From time to time, the same question arises. If a lawyer suspects that a client has committed corruption or another serious offence, is the lawyer obliged to report them to the authorities?
The short answer, in both Romania and England, is no, not in general. But the full answer is more nuanced.
The starting point is confidentiality
The relationship between a lawyer and a client is built on trust. A client must be able to speak openly, even about uncomfortable or incriminating matters, in order to receive proper legal advice. That is why professional secrecy is a cornerstone of the legal profession.
In Romania, this principle is protected under Legea nr. 51/1995, which imposes a strict duty of professional secrecy on lawyers. Information obtained in the course of representation cannot simply be disclosed because it appears morally troubling or legally suspicious.
In England and Wales, the equivalent protection is known as legal professional privilege — a long-standing doctrine of common law that protects confidential communications between lawyer and client. Courts have repeatedly affirmed that this privilege is fundamental to the rule of law, because without it, clients would hesitate to seek legal advice at all.
So far, then, the position seems clear: lawyers are not informants.
The complication is anti-money-laundering law
However, modern legal systems have introduced reporting obligations in the field of money laundering and terrorist financing.
In Romania, under Legea nr. 129/2019, lawyers are considered “reporting entities” in certain circumstances. If, for example, they assist in financial or corporate transactions and detect suspicious activity, they may be required to report this to the Oficiul Național de Prevenire și Combatere a Spălării Banilor (ONPCSB).
Yet this obligation is not unlimited. The law must be interpreted in harmony with professional secrecy. Where the information arises from legal advice or defence work — in other words, from the core activity of representing a client — confidentiality remains protected.
In England and Wales, the position is broadly similar but procedurally stricter. Under the Proceeds of Crime Act 2002 (POCA), solicitors must submit a Suspicious Activity Report (SAR) to the National Crime Agency if they have reasonable grounds to suspect money laundering.

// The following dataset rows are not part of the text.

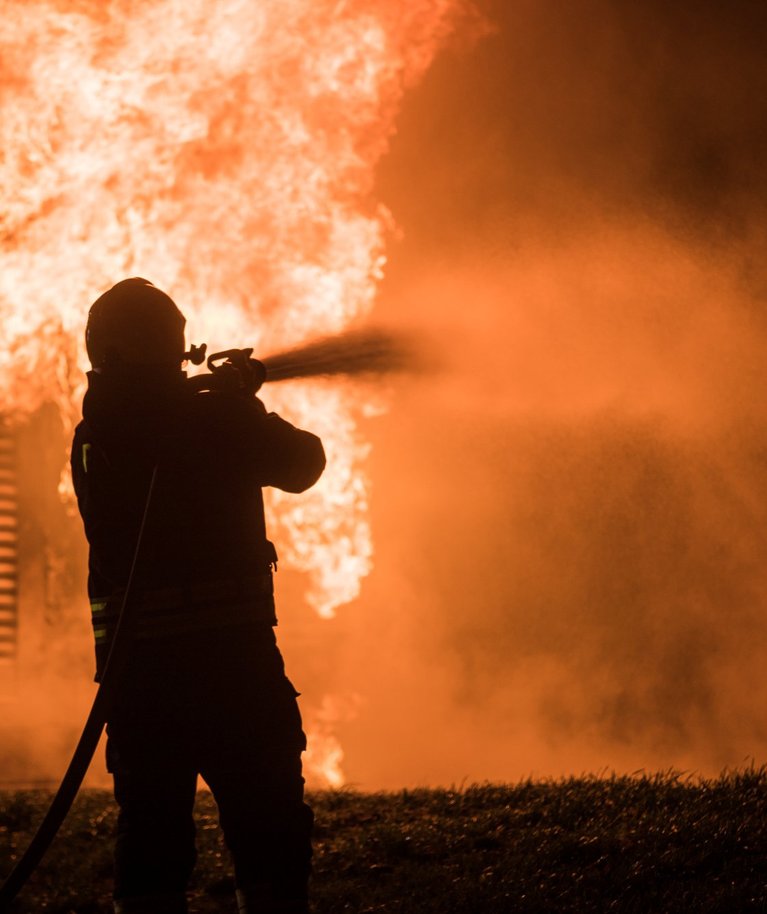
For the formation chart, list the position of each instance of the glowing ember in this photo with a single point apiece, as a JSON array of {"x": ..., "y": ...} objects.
[{"x": 226, "y": 152}]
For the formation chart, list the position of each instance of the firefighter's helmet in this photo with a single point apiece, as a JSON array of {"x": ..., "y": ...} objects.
[{"x": 135, "y": 324}]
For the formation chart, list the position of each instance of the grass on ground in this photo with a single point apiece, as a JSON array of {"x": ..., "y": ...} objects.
[{"x": 608, "y": 845}]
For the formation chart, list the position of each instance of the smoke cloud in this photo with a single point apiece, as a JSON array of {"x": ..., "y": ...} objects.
[{"x": 569, "y": 518}]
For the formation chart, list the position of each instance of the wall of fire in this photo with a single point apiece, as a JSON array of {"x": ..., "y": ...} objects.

Failure to report can itself be a criminal offence. Moreover, once a report is made, the solicitor must not inform the client — doing so could amount to the offence of “tipping off”.
Even here, however, the law recognises an exception: if the information was obtained in “privileged circumstances” — that is, in the course of giving legal advice or conducting litigation — legal professional privilege prevails.
So where is the balance?
Neither in Romania nor in England is a lawyer a general whistleblower against their own client. There is no broad obligation to report every suspected crime to the prosecution authorities.
What exists instead is a carefully drawn exception in the area of financial crime. Legislators have sought to prevent lawyers from being used, even unknowingly, as vehicles for laundering illicit funds. At the same time, they have tried, not always without controversy, to preserve the essential confidentiality of legal advice.
The result is a delicate balance:
- Core legal advice and defence work remain protected.
- Financial transactions with suspicious characteristics may trigger reporting duties.
- Confidentiality is the rule; reporting is the exception.
Final reflection
The tension between professional secrecy and reporting obligations reflects a broader question: is the lawyer primarily a guardian of individual rights, or also a gatekeeper of the financial system?
Both Romania and England attempt to answer: the lawyer remains first and foremost a confidential adviser. But in specific financial contexts, the lawyer also carries a public responsibility.
Understanding that distinction is crucial, both for legal professionals and for clients who wish to know where confidentiality begins and where it may, exceptionally, end.